Posted : 19/06/2025 5:18 pm
Posts: 217
Free Member
 

Yes I've been riding mine today and noticed this same thing. When you shift from small to big you get rub in the 4th from bottom. As I was also recently looking at converting to a single ring set up to make things a bit simpler. However getting the chainring and cassette and mech to get it done properly is a lot of money. With a single speed setup I would want the 812 mech to do it properly. 
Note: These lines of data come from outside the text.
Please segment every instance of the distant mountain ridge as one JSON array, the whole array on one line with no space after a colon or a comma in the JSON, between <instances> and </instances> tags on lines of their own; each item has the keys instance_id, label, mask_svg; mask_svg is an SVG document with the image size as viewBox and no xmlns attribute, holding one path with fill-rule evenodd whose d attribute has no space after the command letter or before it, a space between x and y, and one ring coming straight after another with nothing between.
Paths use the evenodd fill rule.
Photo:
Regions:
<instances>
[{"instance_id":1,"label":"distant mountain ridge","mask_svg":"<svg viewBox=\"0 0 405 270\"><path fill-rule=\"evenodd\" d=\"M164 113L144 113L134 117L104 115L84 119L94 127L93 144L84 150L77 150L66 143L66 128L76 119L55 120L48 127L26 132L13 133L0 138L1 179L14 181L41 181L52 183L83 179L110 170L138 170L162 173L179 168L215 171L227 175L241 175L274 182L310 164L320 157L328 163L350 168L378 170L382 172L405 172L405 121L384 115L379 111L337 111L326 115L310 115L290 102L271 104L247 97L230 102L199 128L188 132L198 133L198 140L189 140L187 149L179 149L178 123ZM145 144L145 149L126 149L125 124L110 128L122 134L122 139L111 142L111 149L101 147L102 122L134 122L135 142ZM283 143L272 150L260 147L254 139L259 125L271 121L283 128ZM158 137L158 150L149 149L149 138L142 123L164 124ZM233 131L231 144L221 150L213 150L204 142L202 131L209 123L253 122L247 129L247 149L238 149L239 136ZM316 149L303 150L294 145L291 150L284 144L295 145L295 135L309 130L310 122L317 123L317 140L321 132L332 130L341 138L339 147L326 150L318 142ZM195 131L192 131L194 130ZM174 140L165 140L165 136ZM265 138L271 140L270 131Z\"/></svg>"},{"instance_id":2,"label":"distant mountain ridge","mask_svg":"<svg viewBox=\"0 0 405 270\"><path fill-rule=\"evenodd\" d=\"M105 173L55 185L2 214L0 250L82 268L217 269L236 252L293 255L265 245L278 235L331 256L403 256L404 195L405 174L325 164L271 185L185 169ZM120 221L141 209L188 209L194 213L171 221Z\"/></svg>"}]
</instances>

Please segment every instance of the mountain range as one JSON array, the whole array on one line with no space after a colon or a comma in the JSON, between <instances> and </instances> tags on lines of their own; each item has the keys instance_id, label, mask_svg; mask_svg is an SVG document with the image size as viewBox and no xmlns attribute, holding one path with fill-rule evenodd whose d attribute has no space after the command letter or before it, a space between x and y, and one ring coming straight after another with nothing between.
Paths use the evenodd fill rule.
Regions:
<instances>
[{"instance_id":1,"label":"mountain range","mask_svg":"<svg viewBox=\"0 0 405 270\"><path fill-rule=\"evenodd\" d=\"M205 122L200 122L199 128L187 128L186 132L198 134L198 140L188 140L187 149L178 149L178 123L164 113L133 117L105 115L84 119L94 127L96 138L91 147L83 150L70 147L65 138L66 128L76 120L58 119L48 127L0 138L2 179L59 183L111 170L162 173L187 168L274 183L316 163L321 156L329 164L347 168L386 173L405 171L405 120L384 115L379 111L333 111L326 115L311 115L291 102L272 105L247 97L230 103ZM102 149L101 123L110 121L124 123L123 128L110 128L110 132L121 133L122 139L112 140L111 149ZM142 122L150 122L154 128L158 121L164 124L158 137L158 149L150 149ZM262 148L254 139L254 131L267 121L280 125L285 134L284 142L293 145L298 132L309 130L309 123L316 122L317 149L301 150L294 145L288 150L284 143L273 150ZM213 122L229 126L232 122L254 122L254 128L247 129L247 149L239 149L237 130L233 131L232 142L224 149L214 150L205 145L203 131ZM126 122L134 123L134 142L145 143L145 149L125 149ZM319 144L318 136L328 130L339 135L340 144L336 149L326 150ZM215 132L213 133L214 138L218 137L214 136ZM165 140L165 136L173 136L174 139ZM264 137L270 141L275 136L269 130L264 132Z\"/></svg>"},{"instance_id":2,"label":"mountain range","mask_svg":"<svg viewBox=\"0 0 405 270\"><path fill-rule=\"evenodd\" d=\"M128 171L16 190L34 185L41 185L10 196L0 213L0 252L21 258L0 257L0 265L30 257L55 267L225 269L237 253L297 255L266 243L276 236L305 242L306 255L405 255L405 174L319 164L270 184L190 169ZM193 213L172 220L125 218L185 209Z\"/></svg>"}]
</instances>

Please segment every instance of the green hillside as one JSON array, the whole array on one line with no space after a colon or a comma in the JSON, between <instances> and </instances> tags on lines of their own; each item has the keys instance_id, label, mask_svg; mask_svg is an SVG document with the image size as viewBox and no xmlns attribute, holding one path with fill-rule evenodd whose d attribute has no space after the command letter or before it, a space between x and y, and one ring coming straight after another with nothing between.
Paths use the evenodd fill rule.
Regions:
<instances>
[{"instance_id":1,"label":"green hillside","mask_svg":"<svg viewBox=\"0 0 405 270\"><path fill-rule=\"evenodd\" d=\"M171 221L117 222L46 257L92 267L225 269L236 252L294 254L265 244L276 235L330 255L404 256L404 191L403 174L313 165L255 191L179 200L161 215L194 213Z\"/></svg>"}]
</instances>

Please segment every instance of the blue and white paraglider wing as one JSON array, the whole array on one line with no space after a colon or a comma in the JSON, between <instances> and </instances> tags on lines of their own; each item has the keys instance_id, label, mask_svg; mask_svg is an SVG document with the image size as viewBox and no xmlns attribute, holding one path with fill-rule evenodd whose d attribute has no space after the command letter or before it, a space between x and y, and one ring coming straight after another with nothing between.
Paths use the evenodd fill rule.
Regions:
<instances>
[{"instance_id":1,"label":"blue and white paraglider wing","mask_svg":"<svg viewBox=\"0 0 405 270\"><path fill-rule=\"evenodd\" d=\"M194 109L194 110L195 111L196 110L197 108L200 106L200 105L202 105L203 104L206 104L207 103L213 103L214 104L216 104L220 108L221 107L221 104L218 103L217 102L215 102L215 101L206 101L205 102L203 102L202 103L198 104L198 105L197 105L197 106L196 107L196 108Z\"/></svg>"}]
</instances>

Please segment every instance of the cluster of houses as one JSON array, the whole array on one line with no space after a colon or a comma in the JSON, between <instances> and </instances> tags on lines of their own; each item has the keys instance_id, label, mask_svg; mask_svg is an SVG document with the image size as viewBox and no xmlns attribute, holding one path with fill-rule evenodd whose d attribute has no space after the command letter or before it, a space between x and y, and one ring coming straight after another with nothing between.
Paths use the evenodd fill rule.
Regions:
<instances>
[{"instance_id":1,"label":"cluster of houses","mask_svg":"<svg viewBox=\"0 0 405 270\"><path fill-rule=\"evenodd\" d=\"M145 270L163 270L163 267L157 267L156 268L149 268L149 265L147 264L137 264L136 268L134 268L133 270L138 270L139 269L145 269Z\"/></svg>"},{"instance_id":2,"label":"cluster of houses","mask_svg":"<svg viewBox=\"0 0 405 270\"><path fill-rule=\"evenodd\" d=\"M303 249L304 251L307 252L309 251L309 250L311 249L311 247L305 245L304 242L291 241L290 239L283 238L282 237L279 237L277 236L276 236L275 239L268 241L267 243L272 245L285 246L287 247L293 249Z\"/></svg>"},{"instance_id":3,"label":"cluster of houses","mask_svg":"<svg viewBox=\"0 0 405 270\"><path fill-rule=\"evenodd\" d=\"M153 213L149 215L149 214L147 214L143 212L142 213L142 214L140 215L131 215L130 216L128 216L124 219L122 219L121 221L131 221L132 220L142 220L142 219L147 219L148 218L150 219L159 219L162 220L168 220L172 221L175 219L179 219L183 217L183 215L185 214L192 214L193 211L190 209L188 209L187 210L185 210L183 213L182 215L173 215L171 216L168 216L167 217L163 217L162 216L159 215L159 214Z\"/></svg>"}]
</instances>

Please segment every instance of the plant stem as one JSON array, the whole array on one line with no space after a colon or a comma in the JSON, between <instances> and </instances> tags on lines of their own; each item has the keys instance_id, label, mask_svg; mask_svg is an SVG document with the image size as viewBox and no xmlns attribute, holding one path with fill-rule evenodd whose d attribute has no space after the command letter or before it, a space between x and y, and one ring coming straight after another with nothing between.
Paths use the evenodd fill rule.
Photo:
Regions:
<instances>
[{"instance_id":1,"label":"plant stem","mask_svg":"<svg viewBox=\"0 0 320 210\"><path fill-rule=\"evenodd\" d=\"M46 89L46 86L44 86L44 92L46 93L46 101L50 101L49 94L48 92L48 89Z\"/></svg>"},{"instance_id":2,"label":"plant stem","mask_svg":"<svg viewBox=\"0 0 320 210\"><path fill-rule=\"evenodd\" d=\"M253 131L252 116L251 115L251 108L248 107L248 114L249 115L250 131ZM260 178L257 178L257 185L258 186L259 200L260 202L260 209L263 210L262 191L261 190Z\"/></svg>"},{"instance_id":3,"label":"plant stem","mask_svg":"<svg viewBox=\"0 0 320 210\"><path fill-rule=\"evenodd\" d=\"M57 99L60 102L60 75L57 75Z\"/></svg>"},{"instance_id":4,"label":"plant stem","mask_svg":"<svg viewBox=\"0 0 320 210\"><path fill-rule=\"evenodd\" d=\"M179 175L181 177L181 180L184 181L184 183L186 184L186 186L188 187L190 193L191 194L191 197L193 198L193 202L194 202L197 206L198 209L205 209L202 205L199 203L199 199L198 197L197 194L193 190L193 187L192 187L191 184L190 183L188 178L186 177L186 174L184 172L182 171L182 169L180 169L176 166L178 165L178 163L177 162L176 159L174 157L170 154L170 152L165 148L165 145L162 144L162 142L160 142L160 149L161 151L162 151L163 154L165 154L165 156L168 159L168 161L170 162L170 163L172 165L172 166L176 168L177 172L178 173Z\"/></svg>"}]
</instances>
In the future I might give it a try when the mech is a sensible price but £70 is a bit steep I think. I've got cassettes already. Cand 

Just to add the trim button from high to low is pretty delicate and I have found it can shift back to small ring pretty easily. You definitely have to feel it out. 

As I'm new to riding a gravel bike I'm getting used to the lower level of comfort I had on my hardtail MTB. It's a lot bumpier front end without suspension and the tyres being thinner. Faster and more aero so it's pros and cons. 

It's well reported that the tolerance in the grx 400 mech is a pain to say the least. It's nice shifting and performance at the back I thought so far. I may like a flat bar front end though if riding more bumpy stuff for control and comfort. 

The new gravel bikes are starting to come with wider tyres and flat bars I see. Its matching what you want from the bike and the terrain and riding you are doing. I think in winter they will be great road bike substitutes with discs and slightly more relaxed position. 


 
Posted : 19/06/2025 7:18 pm
Posts: 1151
Full Member
 

OP, I find what your experiencing to be the case with all Shimano road front shifters/mechs. Frustrating to say the least, especially when they've been setup to Shimano instructions. 

My guess is there's just too much flex/play in the system to allow the tiny bit of tension you need for low trim without then effecting high


 
Posted : 19/06/2025 7:44 pm
Posts: 15445
Full Member
 

First question for me is how fresh are the cables?

But also this isn´t unique to RX400, I have a 4700 lever (probably has the same mechanism inside) that can seem a bit vague on triming down sometimes, it is a full outer run all the way from the lever to a stop just past the BB so about 1.1m (ish) with some lovely bends and a great positioning of that stop for dumping shite from the rear wheel directly into the outer.

So plenty of opportunity for additional friction to goose up those smaller increments of cable tension release.

What is the routing like on your bike OP?


 
Posted : 21/06/2025 11:09 am
 PJay
Posts: 4972
Free Member
Topic starter
 

It's as you describe, full outer down the outside of the downtube & around the bottom bracket to the cable stop on the back of the BB, then bare cable into the mech.

In the end I patched in a length of that extra flexy outer (usually used for rear mechs) as with SP41 I had to had an ugly loop under the BB. This gives a neater, smoother run around the bottom bracket but is a bit non-standard.

At present cable tension is set exactly as per Shimano's instructions (2 lines in High-T etc.). I get no mech. movement shifting up from Low-T to Low (but still have the mech. stopping a couple of mm more outboard when shifting down to Low).

However I seem to get minimal rubbing in the small chainring, so I can live with this (and over shift to nudge the mech on if I need to). It's always seemed to be the large ring that suffers with rub & I do get proper Trim positioning in High, so I think I'll leave it at that for now otherwise I'm going to spend forever fiddling with it.